In artikel 1, § 1, 6° wordt het woord "ambtenaar" vervangen door het woord "personeelslid", zodat de functie eveneens betrekking kan hebben op taken die worden uitgevoerd door een contractueel personeelslid.

In artikel 1, § 1, 10° wordt het punt vervangen door een komma, teneinde de toevoeging van twee nieuwe definities in deze paragraaf toe te laten.

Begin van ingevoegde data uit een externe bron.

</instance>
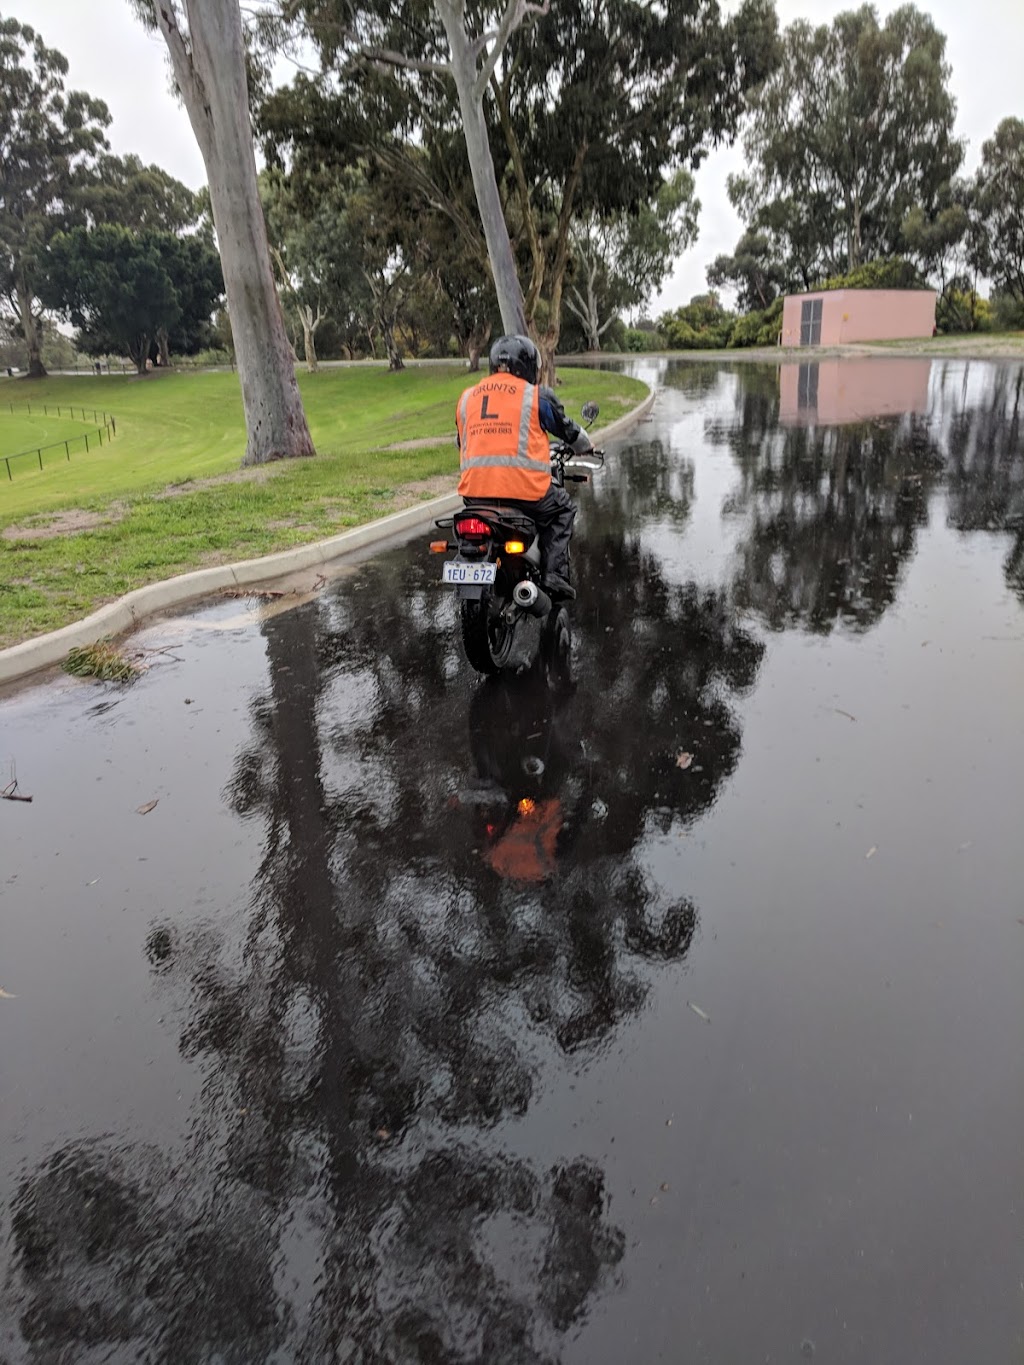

Artikel 1, § 1, 11° definieert het begrip "bijzondere noodzaak". Er is sprake van een bijzondere noodzaak indien er taken moeten worden uitgevoerd die, omwille van de omstandigheden, tijdelijk zowel een uitzonderlijke kennis als een uitzonderlijke ervaring vereisen van diegene die ze invult. Het begrip "bijzondere noodzaak", dat gehanteerd wordt in het nieuwe artikel 21 van het organiek reglement, beoogt één van de twee hypotheses af te dekken in het kader waarvan het Directiecomité over de mogelijkheid beschikt om, onder bepaalde voorwaarden, af te wijken van de verplichting om ambtenaren van de buitenlandse carrière of de consulaire carrière aan de minister voor te stellen voor de toekenning van een openstaande functie op post.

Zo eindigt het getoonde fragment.